About 115 miles west of St. Joseph, they pass through an area which 10 years later was to become the Hollenberg Pony Express station and also the Rock Creek Station.
They are following the Little Blue River, a river in southern Nebraska and northern Kansas. Soon their trail will meet the main California-Oregon Trail on south side of the Platte River.
John and Jake are about 350 miles west of St. Joseph. They are passing Fort Kearny (established in 1848) on the south side of the Platte River.
On areas of the trail where many wagons could travel side-by-side, the ruts take on more of a shallow indentation of the earth rather than grooved wagon wheel tracks.
Entering by going over Windlass Hill, Ash Hollow with its water, wood, and grass was a welcome relief for the travelers. Emigrants stopped here for rest, and to make repairs.
Now they are passing the first really unusual geologic formation to be seen by emigrants who had never seen a mountain or even a bluff.
Seen by emigrants from 30 miles away, Chimney Rock marks the end of easy traveling across the prairies. It also gave them encouragement that they were headed in the right direction.
Fort Laramie served as a military post in the western Indian wars, and was the place where important treaties were signed between the US government and the Cheyenne, Sioux, Arapaho, Crow, Assiniboine, Mandan, Hidatsa, and Arikara Nations.
The aerial footage in this video shows the landscape in a way that is not easily seen from the ground. It reveals the expansive landscape of the American West, which is very impressive and ruggedly beautiful.
At the deep ruts in Guernsey, Wyoming wagons going west traveled in single file over the sandstone surface gouging ruts ranging from 2 to 6 feet deep and no wider than the width of a wagon.
This is a huge granite boulder where travelers left their names – about 5,000 of them – painted in axle grease and chiseled into the stone. 170 years later a few names, especially the chiseled names, remain readable.
Devil’s Gate is a geologic formation that is 400 feet high, 300 feet wide at the top and 30 feet wide at the bottom through which the Sweetwater River flows. It was a curiosity to the emigrants.
Traveling over South Pass is the main route to the west through the Rockies for most of the emigrants, and at its summit is the Continental Divide. The wheel markings from the travelers’ wagons remain visible yet today in the hard packed soil.
Eighteen miles west of South Pass, the emigrants came to the first of several decision points on the road to California. John and Jake chose the Sublette’s Cutoff which traversed the 40 Mile Desert.
A dangerous challenge was crossing the Green River, a north-south barrier to the east-west route of the California-Oregon Trail and a formidable obstacle. Every emigrant had to cross it in some manner.
Once past the Green River to the west, the trail routes became more complicated.

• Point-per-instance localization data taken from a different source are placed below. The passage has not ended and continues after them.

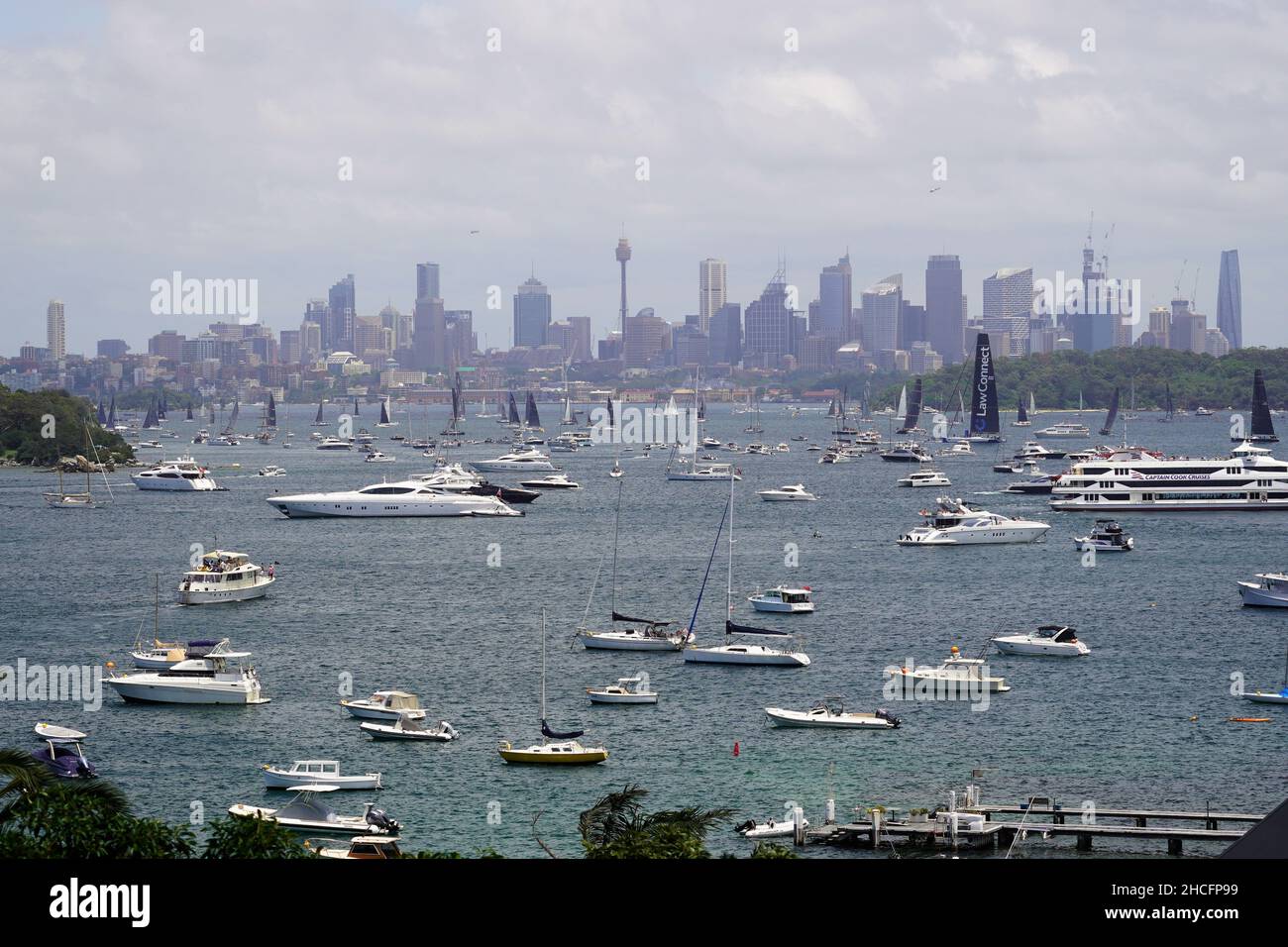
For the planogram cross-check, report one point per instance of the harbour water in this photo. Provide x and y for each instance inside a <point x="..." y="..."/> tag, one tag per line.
<point x="450" y="609"/>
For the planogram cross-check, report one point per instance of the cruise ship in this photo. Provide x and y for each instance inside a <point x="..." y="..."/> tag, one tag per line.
<point x="1132" y="478"/>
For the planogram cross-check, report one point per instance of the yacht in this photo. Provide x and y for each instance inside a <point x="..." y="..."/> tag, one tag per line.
<point x="925" y="478"/>
<point x="180" y="474"/>
<point x="224" y="577"/>
<point x="831" y="712"/>
<point x="395" y="499"/>
<point x="515" y="460"/>
<point x="206" y="680"/>
<point x="784" y="599"/>
<point x="1065" y="429"/>
<point x="789" y="493"/>
<point x="1132" y="478"/>
<point x="954" y="523"/>
<point x="1106" y="536"/>
<point x="1048" y="641"/>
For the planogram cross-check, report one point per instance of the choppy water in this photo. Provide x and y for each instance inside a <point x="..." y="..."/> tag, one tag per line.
<point x="413" y="604"/>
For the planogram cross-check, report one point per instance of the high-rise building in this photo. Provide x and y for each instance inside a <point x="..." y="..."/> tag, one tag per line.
<point x="55" y="330"/>
<point x="712" y="275"/>
<point x="532" y="312"/>
<point x="1229" y="300"/>
<point x="945" y="308"/>
<point x="1008" y="308"/>
<point x="836" y="299"/>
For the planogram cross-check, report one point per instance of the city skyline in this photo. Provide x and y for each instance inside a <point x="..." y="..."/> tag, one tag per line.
<point x="859" y="137"/>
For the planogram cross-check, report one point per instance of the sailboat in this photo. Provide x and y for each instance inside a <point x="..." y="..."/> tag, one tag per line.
<point x="638" y="634"/>
<point x="555" y="748"/>
<point x="1262" y="428"/>
<point x="733" y="652"/>
<point x="1112" y="416"/>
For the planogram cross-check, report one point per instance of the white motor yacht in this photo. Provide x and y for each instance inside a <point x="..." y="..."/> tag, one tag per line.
<point x="1048" y="641"/>
<point x="206" y="680"/>
<point x="224" y="577"/>
<point x="304" y="774"/>
<point x="793" y="492"/>
<point x="397" y="499"/>
<point x="784" y="599"/>
<point x="831" y="712"/>
<point x="180" y="474"/>
<point x="954" y="523"/>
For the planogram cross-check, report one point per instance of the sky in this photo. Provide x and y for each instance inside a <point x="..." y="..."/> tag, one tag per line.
<point x="501" y="140"/>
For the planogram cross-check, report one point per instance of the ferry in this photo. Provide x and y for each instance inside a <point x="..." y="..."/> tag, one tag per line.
<point x="1132" y="478"/>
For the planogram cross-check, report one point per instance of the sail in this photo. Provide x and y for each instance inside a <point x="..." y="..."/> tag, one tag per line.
<point x="1112" y="416"/>
<point x="983" y="403"/>
<point x="913" y="414"/>
<point x="1261" y="424"/>
<point x="734" y="629"/>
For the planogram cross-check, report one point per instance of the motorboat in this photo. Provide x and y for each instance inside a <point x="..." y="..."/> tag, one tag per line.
<point x="391" y="499"/>
<point x="956" y="523"/>
<point x="224" y="577"/>
<point x="308" y="813"/>
<point x="784" y="599"/>
<point x="522" y="460"/>
<point x="207" y="680"/>
<point x="1107" y="536"/>
<point x="789" y="493"/>
<point x="386" y="705"/>
<point x="304" y="774"/>
<point x="180" y="474"/>
<point x="360" y="848"/>
<point x="1051" y="641"/>
<point x="1270" y="590"/>
<point x="831" y="712"/>
<point x="550" y="482"/>
<point x="625" y="690"/>
<point x="925" y="478"/>
<point x="410" y="728"/>
<point x="956" y="678"/>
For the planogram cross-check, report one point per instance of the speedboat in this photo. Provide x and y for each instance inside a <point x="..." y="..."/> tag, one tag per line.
<point x="925" y="478"/>
<point x="386" y="705"/>
<point x="625" y="690"/>
<point x="1107" y="536"/>
<point x="515" y="460"/>
<point x="831" y="712"/>
<point x="205" y="680"/>
<point x="304" y="774"/>
<point x="406" y="727"/>
<point x="954" y="523"/>
<point x="791" y="492"/>
<point x="180" y="474"/>
<point x="224" y="577"/>
<point x="1052" y="641"/>
<point x="308" y="813"/>
<point x="552" y="482"/>
<point x="395" y="499"/>
<point x="784" y="599"/>
<point x="1270" y="590"/>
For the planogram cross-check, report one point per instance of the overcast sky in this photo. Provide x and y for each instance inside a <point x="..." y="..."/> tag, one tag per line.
<point x="224" y="162"/>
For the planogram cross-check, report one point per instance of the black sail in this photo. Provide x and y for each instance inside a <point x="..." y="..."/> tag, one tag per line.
<point x="1112" y="416"/>
<point x="983" y="402"/>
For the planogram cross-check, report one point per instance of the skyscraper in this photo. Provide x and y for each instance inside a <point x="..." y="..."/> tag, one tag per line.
<point x="836" y="299"/>
<point x="623" y="253"/>
<point x="532" y="311"/>
<point x="55" y="330"/>
<point x="945" y="309"/>
<point x="1229" y="300"/>
<point x="712" y="287"/>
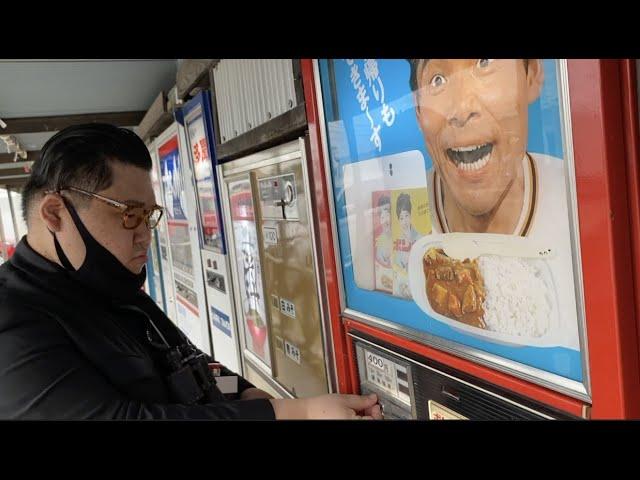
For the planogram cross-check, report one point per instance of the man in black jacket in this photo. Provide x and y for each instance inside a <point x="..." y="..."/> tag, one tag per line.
<point x="78" y="337"/>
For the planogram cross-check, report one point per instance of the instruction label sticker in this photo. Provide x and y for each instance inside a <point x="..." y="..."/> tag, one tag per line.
<point x="440" y="412"/>
<point x="291" y="351"/>
<point x="287" y="307"/>
<point x="270" y="235"/>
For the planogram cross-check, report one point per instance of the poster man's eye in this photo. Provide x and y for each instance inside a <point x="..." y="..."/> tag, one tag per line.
<point x="438" y="80"/>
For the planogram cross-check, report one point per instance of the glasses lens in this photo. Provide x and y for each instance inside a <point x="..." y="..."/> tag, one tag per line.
<point x="133" y="217"/>
<point x="154" y="217"/>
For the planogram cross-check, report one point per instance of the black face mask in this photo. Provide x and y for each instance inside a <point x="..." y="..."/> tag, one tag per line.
<point x="100" y="271"/>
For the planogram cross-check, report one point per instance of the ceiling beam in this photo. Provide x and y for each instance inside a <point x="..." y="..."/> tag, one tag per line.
<point x="58" y="122"/>
<point x="32" y="156"/>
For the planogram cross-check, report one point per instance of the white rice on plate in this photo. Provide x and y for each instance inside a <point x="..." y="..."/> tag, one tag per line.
<point x="517" y="298"/>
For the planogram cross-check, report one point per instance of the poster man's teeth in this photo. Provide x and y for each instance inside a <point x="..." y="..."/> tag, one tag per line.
<point x="467" y="149"/>
<point x="477" y="165"/>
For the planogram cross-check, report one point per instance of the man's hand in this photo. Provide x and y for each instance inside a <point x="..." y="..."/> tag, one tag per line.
<point x="254" y="393"/>
<point x="328" y="407"/>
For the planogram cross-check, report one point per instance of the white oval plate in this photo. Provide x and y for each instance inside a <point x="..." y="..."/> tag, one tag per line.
<point x="553" y="336"/>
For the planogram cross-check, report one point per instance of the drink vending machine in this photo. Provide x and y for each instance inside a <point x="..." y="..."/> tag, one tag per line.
<point x="275" y="268"/>
<point x="211" y="238"/>
<point x="160" y="251"/>
<point x="178" y="198"/>
<point x="480" y="230"/>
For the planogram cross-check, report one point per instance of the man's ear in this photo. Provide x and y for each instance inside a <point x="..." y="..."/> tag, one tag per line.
<point x="535" y="79"/>
<point x="49" y="211"/>
<point x="416" y="100"/>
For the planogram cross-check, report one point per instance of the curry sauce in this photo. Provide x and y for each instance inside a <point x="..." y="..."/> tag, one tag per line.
<point x="455" y="289"/>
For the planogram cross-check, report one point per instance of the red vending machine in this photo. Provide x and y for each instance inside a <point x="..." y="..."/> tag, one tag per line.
<point x="479" y="232"/>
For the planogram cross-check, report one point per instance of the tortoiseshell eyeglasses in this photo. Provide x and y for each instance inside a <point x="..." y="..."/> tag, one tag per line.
<point x="132" y="215"/>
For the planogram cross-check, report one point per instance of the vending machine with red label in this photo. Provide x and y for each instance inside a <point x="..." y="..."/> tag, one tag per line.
<point x="479" y="231"/>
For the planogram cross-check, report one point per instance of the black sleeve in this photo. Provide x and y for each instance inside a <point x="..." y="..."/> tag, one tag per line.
<point x="44" y="377"/>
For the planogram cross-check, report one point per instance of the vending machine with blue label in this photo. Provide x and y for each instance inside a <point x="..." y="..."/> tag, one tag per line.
<point x="211" y="240"/>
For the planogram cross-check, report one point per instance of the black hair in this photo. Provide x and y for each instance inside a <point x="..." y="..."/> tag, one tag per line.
<point x="80" y="156"/>
<point x="403" y="203"/>
<point x="415" y="62"/>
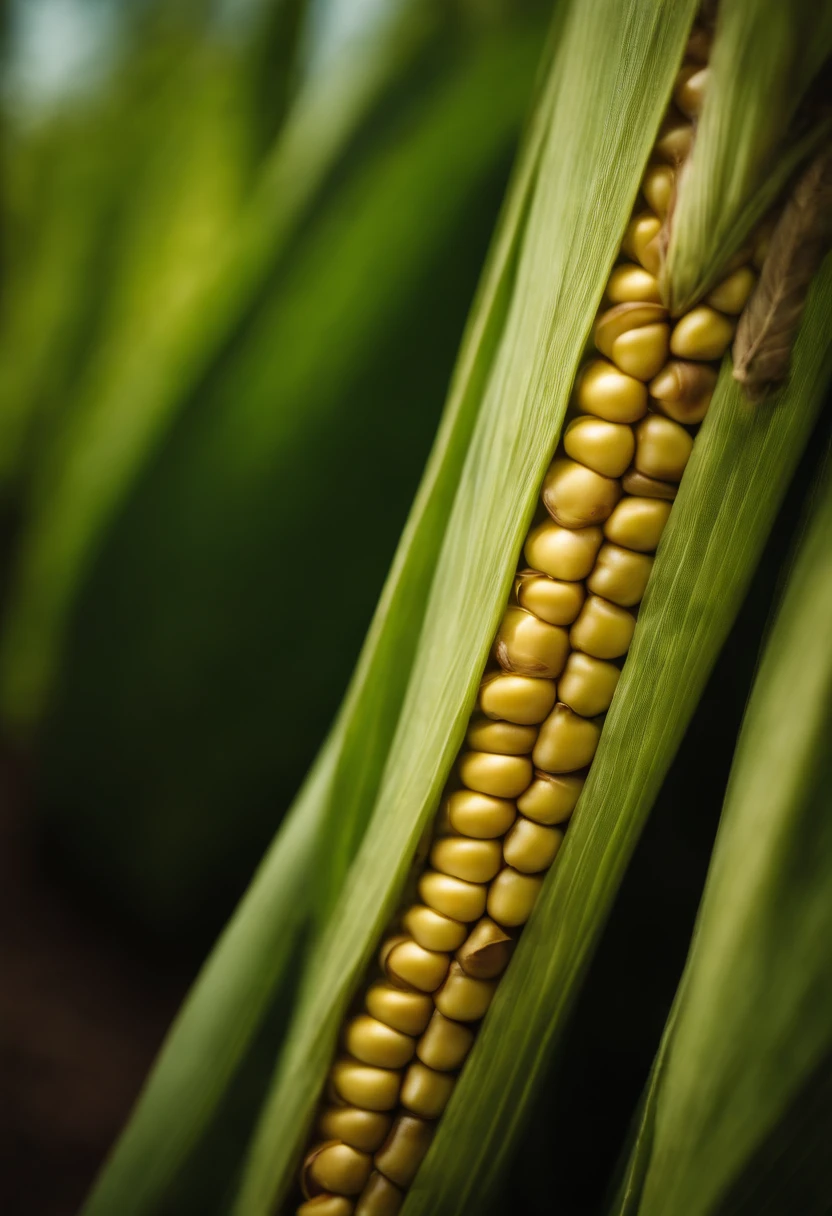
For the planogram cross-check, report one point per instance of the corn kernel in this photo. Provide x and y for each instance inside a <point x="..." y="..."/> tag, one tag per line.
<point x="478" y="815"/>
<point x="629" y="283"/>
<point x="702" y="333"/>
<point x="551" y="798"/>
<point x="408" y="1012"/>
<point x="522" y="699"/>
<point x="602" y="629"/>
<point x="378" y="1198"/>
<point x="575" y="496"/>
<point x="360" y="1129"/>
<point x="532" y="848"/>
<point x="565" y="553"/>
<point x="410" y="964"/>
<point x="566" y="741"/>
<point x="512" y="896"/>
<point x="476" y="861"/>
<point x="658" y="187"/>
<point x="498" y="776"/>
<point x="552" y="600"/>
<point x="603" y="446"/>
<point x="336" y="1167"/>
<point x="404" y="1149"/>
<point x="663" y="448"/>
<point x="611" y="394"/>
<point x="529" y="646"/>
<point x="360" y="1085"/>
<point x="504" y="738"/>
<point x="485" y="952"/>
<point x="425" y="1091"/>
<point x="619" y="575"/>
<point x="433" y="930"/>
<point x="462" y="997"/>
<point x="445" y="1043"/>
<point x="588" y="685"/>
<point x="374" y="1042"/>
<point x="640" y="240"/>
<point x="451" y="896"/>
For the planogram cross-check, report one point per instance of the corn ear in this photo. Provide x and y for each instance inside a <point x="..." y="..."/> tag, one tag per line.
<point x="740" y="1088"/>
<point x="765" y="58"/>
<point x="588" y="178"/>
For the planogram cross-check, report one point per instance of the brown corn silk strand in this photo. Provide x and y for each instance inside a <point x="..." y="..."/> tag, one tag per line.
<point x="555" y="665"/>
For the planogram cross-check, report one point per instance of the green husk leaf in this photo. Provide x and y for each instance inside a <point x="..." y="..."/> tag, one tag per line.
<point x="729" y="497"/>
<point x="737" y="1115"/>
<point x="765" y="57"/>
<point x="246" y="973"/>
<point x="607" y="108"/>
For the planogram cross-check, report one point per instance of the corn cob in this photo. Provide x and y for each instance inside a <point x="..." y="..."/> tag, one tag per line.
<point x="555" y="665"/>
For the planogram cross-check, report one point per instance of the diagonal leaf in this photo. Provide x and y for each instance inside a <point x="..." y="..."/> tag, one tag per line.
<point x="591" y="153"/>
<point x="738" y="1099"/>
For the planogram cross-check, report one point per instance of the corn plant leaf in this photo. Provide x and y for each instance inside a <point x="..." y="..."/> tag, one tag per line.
<point x="245" y="974"/>
<point x="606" y="111"/>
<point x="737" y="1116"/>
<point x="765" y="57"/>
<point x="738" y="472"/>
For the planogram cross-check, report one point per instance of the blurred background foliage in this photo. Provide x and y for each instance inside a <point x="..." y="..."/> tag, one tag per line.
<point x="240" y="241"/>
<point x="239" y="258"/>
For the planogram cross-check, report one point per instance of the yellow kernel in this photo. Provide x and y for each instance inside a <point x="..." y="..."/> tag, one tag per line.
<point x="552" y="600"/>
<point x="629" y="283"/>
<point x="532" y="848"/>
<point x="453" y="896"/>
<point x="476" y="861"/>
<point x="640" y="240"/>
<point x="619" y="575"/>
<point x="433" y="930"/>
<point x="464" y="998"/>
<point x="658" y="187"/>
<point x="521" y="699"/>
<point x="611" y="394"/>
<point x="577" y="496"/>
<point x="336" y="1167"/>
<point x="425" y="1091"/>
<point x="637" y="523"/>
<point x="499" y="776"/>
<point x="360" y="1085"/>
<point x="602" y="629"/>
<point x="445" y="1043"/>
<point x="374" y="1042"/>
<point x="588" y="685"/>
<point x="551" y="798"/>
<point x="690" y="89"/>
<point x="404" y="1149"/>
<point x="502" y="738"/>
<point x="603" y="446"/>
<point x="361" y="1129"/>
<point x="731" y="294"/>
<point x="663" y="448"/>
<point x="702" y="333"/>
<point x="326" y="1205"/>
<point x="642" y="352"/>
<point x="378" y="1198"/>
<point x="479" y="816"/>
<point x="485" y="952"/>
<point x="415" y="967"/>
<point x="511" y="896"/>
<point x="529" y="646"/>
<point x="565" y="553"/>
<point x="648" y="487"/>
<point x="566" y="741"/>
<point x="408" y="1012"/>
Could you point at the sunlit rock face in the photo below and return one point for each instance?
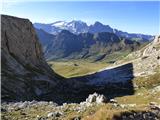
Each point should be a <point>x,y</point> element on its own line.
<point>25,74</point>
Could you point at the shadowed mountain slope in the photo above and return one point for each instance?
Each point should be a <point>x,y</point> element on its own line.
<point>25,74</point>
<point>85,45</point>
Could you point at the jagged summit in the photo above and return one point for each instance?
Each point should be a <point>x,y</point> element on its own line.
<point>78,26</point>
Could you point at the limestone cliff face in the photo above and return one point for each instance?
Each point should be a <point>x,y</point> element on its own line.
<point>146,60</point>
<point>25,74</point>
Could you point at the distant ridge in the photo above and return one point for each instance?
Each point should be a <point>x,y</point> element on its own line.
<point>78,26</point>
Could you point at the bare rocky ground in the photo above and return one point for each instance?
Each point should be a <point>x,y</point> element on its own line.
<point>26,76</point>
<point>87,110</point>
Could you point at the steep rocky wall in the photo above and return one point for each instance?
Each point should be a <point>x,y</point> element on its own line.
<point>25,74</point>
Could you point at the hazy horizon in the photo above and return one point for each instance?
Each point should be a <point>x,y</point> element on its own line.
<point>133,17</point>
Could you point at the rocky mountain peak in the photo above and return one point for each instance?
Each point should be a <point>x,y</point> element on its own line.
<point>25,73</point>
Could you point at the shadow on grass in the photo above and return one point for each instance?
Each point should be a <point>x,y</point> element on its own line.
<point>137,115</point>
<point>112,82</point>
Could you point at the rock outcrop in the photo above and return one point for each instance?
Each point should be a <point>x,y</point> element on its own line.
<point>25,74</point>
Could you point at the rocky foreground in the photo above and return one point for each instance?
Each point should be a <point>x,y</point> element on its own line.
<point>87,110</point>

John and Jake took the Ham’s Fork route and used a wagon bed to ferry across the Ham’s River.
After leaving the Sublette Cutoff, and before starting on the Hudspeth Cutoff at Soda Springs, Idaho, John and Jake, passed many places with interesting names like Thomas Fork, Big Hill, and Pegleg Smith’s Trading Post.
Traveling on the Fort Hall Road (the more established California-Oregon Trail route), or traveling on Hudspeth’s Cutoff took about the same amount of time as the emigrants eventually discovered.
The Raft River is usually dry for much of the year since it exists only for runoff from snow-melt. They are traveling across very difficult terrain between the eastern edge of the Great Basin and to the west of the Great Salt Lake.
The “Mary’s”, or the “Humboldt River”, is the 4th largest river in the west with no outlet to the ocean. In fact, it eventually disappears into the ground at the Humboldt Sink in the Great Basin.
John and Jake are in the area of the American West called the Great Basin. It is an area generally bounded on the east by the Wasatch Mountains in Utah, and on the west by the Sierra Nevada and the Cascade Mountains.
John and Jake have just crossed the Humboldt River probably a few miles to the west of today’s Wells, Nevada, and he makes his last diary entry in an angry outburst.